You know what Notre Dame ought to do if it feels so superior to joining a conference? It ought to be a wild card and lend itself to lots of conferences. One year it could play in the Big Ten and another in the Big East and another in the Big 12 and another in the SEC. Rotate. That way the Irish could still move around the country, but their games would fit the 21st century mode.
The conferences would surely buy into that. After all, Notre Dame football is still somewhat special. It’s just that it remains noteworthy for the wrong reason.
Notre Dame football is like that old definition stating a celebrity is famous just for being famous. Notre Dame football isn’t famous anymore for football. It’s just famous for being Notre Dame. So long as it remains the only independent of any consequence, the current team’s only real rival is the past. And it can’t
possibly win against that glorious past. No matter who the coach is.”

John Shea of the SF Chronicle is wondering what some owners are doing with their shares.
“A baseball owner popped off about other baseball owners, which is rare in this guarded fraternity. Boston’s John Henry virtually accused seven teams of pocketing revenue-sharing checks instead of reinvesting in their teams.
Henry, proposing a plan with less revenue sharing and more payroll taxing, told the Boston Globe that “over a billion dollars have been paid to seven
chronically uncompetitive teams, five of whom have had baseball’s highest operating profits. Who, except these teams, can think this is a good idea?”
Was Henry including the A’s, who received $32 million in the latest round of revenue sharing?
Three years ago, the A’s reached the AL Championship Series. They made the playoffs four straight years in the early 2000s. So if he’s calling the A’s
“chronically uncompetitive,” that’s a bit unfair.
He might have a point when regarding “operating profits.” Forbes reported the A’s ranked seventh in the majors in 2008 operating income ($26.2 million) behind a curious bunch: Marlins, Nats, Cubs, Rays, Orioles and Twins.
Revenue sharing, though costly to the Yankees and Red Sox, has helped lower-revenue teams such as the A’s exist among the revenue giants. Forbes had the A’s tied for 26th in revenue at $160 million.

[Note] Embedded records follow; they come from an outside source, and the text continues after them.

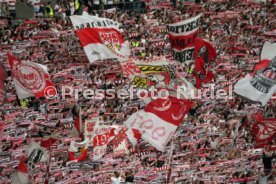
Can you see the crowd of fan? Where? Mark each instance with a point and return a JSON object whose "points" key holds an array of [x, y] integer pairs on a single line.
{"points": [[213, 145]]}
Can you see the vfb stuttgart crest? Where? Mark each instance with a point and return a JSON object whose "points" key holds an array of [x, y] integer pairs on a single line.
{"points": [[111, 40], [28, 76]]}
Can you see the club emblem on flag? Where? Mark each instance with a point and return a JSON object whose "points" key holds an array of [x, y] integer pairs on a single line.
{"points": [[266, 78], [111, 40], [28, 76]]}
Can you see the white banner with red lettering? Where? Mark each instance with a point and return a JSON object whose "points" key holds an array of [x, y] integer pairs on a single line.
{"points": [[100, 38], [31, 79], [182, 35], [159, 120]]}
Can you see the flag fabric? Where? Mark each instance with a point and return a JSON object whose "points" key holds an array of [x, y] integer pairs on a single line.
{"points": [[159, 120], [120, 144], [204, 54], [89, 129], [182, 38], [30, 79], [133, 135], [100, 38], [264, 130], [268, 51], [36, 154], [21, 175], [78, 129], [49, 140], [78, 151], [3, 77], [102, 136], [260, 85], [143, 74]]}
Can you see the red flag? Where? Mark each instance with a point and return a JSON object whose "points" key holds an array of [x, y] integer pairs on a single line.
{"points": [[31, 79], [3, 77], [264, 130], [204, 54]]}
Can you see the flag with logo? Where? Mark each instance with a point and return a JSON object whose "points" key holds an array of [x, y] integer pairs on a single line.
{"points": [[204, 54], [102, 136], [264, 130], [3, 77], [21, 175], [159, 120], [78, 151], [182, 38], [260, 85], [89, 128], [100, 38], [120, 144], [30, 79], [143, 74], [268, 51]]}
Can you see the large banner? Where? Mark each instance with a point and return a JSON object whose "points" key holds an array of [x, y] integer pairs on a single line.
{"points": [[182, 35], [159, 120], [100, 38]]}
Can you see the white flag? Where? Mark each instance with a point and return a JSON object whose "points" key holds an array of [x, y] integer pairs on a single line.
{"points": [[100, 38]]}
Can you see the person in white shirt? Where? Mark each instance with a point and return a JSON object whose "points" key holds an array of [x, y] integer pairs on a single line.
{"points": [[117, 179]]}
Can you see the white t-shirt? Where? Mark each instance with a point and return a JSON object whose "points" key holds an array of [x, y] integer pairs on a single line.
{"points": [[116, 180]]}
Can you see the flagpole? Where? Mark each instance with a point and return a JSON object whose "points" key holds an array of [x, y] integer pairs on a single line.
{"points": [[169, 163], [49, 161]]}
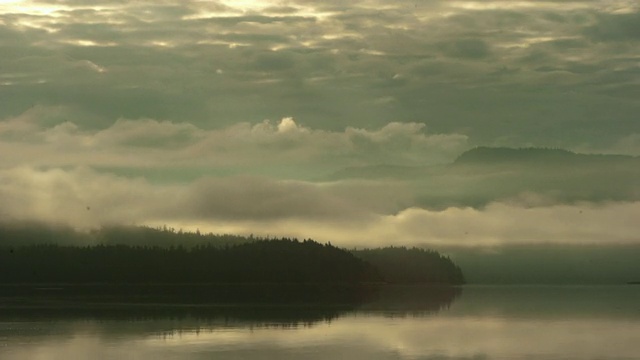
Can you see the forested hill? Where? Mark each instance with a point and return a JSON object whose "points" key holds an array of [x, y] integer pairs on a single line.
{"points": [[264, 261], [412, 265], [45, 254]]}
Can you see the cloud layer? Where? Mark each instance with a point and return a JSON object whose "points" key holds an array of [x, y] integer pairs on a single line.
{"points": [[253, 117]]}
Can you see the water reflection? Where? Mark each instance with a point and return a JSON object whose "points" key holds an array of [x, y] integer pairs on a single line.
{"points": [[328, 303], [479, 323]]}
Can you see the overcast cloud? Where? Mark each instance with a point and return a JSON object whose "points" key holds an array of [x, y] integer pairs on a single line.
{"points": [[242, 116]]}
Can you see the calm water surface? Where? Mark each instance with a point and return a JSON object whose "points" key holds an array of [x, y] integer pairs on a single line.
{"points": [[504, 322]]}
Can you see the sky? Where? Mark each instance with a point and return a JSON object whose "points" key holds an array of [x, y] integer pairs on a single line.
{"points": [[244, 116]]}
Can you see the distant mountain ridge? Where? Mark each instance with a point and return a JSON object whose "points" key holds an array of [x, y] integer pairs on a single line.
{"points": [[488, 155]]}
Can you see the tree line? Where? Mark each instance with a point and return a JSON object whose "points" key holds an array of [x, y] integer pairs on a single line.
{"points": [[119, 255]]}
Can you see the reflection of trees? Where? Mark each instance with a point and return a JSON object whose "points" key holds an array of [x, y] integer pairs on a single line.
{"points": [[167, 305], [412, 299]]}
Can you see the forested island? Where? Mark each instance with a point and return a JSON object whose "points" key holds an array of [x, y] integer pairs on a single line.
{"points": [[142, 255]]}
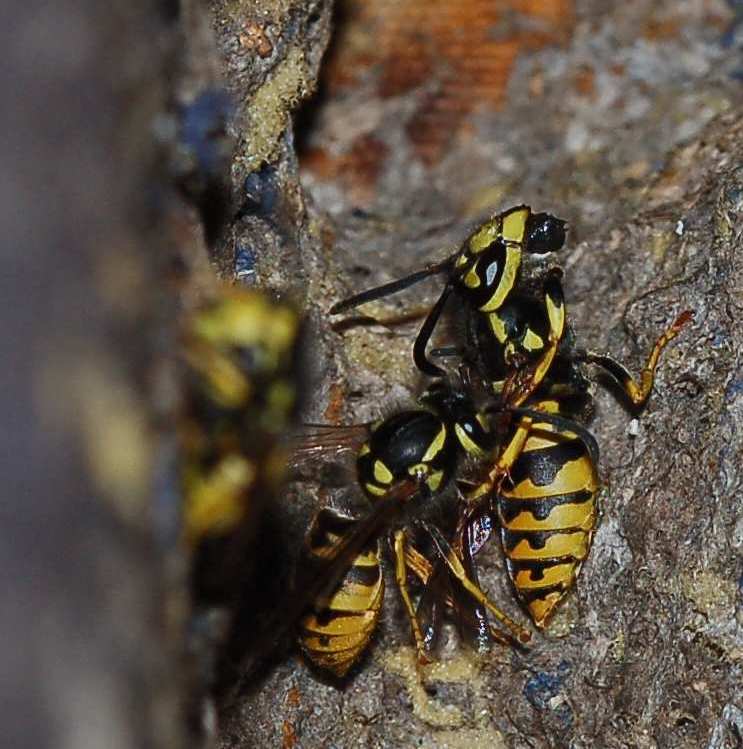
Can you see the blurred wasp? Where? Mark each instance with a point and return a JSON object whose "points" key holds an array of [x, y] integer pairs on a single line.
{"points": [[241, 355]]}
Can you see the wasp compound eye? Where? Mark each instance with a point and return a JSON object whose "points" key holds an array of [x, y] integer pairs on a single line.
{"points": [[544, 233]]}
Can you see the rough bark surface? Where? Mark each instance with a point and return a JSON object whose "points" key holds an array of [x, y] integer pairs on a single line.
{"points": [[626, 120]]}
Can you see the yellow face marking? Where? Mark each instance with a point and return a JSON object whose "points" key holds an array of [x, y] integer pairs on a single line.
{"points": [[514, 224], [498, 327], [435, 447], [574, 475], [377, 491], [467, 442], [381, 473], [419, 470], [556, 314], [484, 236], [471, 279], [216, 502], [433, 482], [507, 281]]}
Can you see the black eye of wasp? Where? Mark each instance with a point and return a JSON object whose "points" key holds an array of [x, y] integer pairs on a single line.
{"points": [[544, 233]]}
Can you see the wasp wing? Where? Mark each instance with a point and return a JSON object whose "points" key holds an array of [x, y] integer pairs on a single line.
{"points": [[324, 441]]}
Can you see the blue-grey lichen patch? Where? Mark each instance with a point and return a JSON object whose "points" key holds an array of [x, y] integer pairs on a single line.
{"points": [[544, 692]]}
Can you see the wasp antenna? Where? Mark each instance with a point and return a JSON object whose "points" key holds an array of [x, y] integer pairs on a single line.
{"points": [[424, 336], [378, 292]]}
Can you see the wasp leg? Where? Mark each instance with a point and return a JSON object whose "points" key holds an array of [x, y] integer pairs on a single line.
{"points": [[525, 381], [401, 570], [503, 465], [638, 393], [424, 336], [452, 561]]}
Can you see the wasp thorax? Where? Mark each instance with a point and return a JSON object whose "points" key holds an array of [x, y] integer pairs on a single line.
{"points": [[544, 233]]}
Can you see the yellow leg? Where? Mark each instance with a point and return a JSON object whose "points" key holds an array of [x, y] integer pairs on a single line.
{"points": [[402, 584], [638, 393], [455, 566], [524, 382]]}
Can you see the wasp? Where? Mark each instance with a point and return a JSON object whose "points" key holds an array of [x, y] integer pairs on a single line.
{"points": [[543, 486], [403, 462], [482, 274], [241, 357], [543, 482]]}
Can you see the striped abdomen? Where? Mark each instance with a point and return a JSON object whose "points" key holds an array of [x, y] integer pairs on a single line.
{"points": [[547, 514], [335, 634]]}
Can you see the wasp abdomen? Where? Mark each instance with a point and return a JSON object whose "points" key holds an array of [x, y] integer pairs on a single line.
{"points": [[335, 635], [547, 513]]}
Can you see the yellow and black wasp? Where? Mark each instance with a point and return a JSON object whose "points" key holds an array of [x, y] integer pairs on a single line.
{"points": [[543, 484], [242, 355], [402, 463]]}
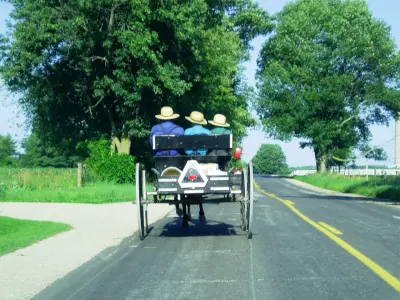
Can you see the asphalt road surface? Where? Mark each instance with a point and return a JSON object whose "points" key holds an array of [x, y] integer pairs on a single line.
{"points": [[291, 255]]}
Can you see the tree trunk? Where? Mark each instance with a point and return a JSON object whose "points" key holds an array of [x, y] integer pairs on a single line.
{"points": [[321, 160]]}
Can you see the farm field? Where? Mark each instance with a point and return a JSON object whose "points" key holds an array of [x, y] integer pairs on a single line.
{"points": [[58, 185], [376, 186]]}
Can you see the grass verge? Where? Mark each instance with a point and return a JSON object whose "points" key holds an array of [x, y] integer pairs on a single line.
{"points": [[16, 233], [59, 185], [376, 187]]}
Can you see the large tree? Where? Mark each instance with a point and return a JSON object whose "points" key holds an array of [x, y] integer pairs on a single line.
{"points": [[328, 72], [89, 67], [7, 149]]}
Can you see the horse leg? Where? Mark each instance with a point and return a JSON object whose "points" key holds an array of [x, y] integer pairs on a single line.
{"points": [[185, 220], [177, 209], [189, 214], [202, 217]]}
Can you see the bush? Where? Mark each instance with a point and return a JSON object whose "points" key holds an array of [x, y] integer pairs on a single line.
{"points": [[108, 166]]}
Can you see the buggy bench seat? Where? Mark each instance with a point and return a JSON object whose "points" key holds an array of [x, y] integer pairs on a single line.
{"points": [[211, 142]]}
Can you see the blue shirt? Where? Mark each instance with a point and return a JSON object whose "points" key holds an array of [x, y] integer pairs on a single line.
{"points": [[197, 130], [165, 128]]}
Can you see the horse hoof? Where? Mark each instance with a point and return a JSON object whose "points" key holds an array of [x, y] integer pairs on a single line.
{"points": [[185, 221], [179, 212]]}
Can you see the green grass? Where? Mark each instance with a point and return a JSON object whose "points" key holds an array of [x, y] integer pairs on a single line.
{"points": [[376, 187], [16, 234], [59, 185]]}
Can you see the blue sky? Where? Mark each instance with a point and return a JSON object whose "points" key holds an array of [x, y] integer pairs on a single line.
{"points": [[12, 120]]}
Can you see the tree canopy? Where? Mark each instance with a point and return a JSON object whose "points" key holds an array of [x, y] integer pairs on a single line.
{"points": [[270, 159], [7, 149], [85, 68], [328, 71]]}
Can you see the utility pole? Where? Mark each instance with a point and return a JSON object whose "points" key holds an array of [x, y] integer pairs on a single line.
{"points": [[397, 144]]}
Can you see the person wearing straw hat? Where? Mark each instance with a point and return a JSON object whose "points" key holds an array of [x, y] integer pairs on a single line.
{"points": [[220, 124], [165, 127], [198, 119]]}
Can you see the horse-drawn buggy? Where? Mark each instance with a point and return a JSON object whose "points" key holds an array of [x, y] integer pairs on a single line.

We contacted A’s owner Lew Wolff, who declined to directly address Henry’s take but said the A’s use revenue sharing to invest in baseball operations,
including a revamped farm system, the draft and the pursuit of foreign players (Dominican pitcher Michael Ynoa cost $4.25 million), not solely the major-league payroll.
“We prefer to reach a point where our revenues do not require us to receive revenue sharing. To do so, we need a viable venue,” said Wolff, whose latest
ballpark target is San Jose.
Henry proposed a payroll minimum, but Michael Weiner, who replaced Don Fehr as the union’s executive director Wednesday, said the players would oppose it because they believe it’s a “precursor to a request for a salary cap.”
The current deal expires after the 2011 season. We’ll hear much more from both sides before then.”